25 March 2012

Scope Sunday 26

I finally(*) got a chance to fire up the Tektronix 566 that I purchased before Christmas. Here it is with eight independent traces on the screen (using two 1A4 four-channel plug-ins and independent time bases). It works like a champ. Now, as soon as I can get my 1L5 repaired, I'll be proudly replicating Figure 34 in App Note 35.


(*) Actually, I fired it up several weeks ago, but I didn't get a very good picture of it then.

09 March 2012

App Note 104

Load transient response testing for voltage regulators: Practical considerations for testing and evaluating results. 16 pages.

This app note discusses testing linear regulators under varying loads. Most of the circuitry in this app note is geared toward producing fast and large current pulses, like those shown in Figure 4. The main idea is shown in Figure 2; by turning the transistor Q1 on and off, the "regulator under test" can be put through its paces.

The next circuits allow for a continuously varying load level (instead of the discrete levels produced by the circuit in Figure 2). Figure 6 is implemented with a MOSFET device, while Figure 8 uses a BJT. The main trade-off is in the number of circuit trims; due to the large gate capacitance of the IRLZ24, the loop dynamics are (apparently) harder to tame.

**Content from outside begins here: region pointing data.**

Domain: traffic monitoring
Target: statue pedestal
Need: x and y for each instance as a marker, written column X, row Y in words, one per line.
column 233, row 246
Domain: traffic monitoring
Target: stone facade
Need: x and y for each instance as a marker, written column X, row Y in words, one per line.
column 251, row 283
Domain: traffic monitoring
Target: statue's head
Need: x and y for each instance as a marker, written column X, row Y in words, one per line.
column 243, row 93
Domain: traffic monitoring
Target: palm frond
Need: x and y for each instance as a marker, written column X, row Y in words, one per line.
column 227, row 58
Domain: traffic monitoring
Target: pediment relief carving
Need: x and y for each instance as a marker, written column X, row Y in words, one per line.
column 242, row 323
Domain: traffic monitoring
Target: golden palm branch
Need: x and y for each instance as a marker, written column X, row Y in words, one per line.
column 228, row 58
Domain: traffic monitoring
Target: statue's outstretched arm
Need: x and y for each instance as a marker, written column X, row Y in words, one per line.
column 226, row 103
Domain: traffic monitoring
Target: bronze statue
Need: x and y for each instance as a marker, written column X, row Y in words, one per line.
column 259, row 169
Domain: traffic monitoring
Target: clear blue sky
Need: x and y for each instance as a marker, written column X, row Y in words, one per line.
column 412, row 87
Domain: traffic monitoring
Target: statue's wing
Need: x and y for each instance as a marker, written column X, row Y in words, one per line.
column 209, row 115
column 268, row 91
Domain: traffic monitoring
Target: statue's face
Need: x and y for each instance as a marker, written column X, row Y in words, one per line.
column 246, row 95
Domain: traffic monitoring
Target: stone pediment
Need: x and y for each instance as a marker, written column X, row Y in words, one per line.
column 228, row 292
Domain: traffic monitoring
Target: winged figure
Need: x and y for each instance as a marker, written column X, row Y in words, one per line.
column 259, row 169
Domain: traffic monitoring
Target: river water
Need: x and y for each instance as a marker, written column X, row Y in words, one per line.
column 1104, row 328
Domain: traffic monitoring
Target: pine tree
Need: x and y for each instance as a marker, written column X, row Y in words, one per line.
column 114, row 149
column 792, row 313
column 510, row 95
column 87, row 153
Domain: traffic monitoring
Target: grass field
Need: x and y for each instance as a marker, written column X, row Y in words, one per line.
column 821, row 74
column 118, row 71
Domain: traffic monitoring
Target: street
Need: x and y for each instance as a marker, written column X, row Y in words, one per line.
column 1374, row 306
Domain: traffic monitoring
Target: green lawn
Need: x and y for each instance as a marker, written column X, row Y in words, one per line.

The rest of the app note shows a number of measurements made with this test circuit. Figure 15 is particularly pretty, showing a swept-sine input from DC to 5MHz, which clearly shows the frequency range of the LT1963A's load rejection. Figure 16 starts a discussion on the effects of parasitics in the output capacitor. Sage advice appears in footnote 4, "Always specify components according to observed performance, never to salesman’s claims." This point is re-enforced by the presence of the 100-mV spike in Figure 30, due to a "poor grade 10uF" capacitor.

Appendices A (capacitor parasitics) and B (load regulation from the LT1963A datasheet) were guest-written by Tony Bonte and Dennis O'Neill, respectively.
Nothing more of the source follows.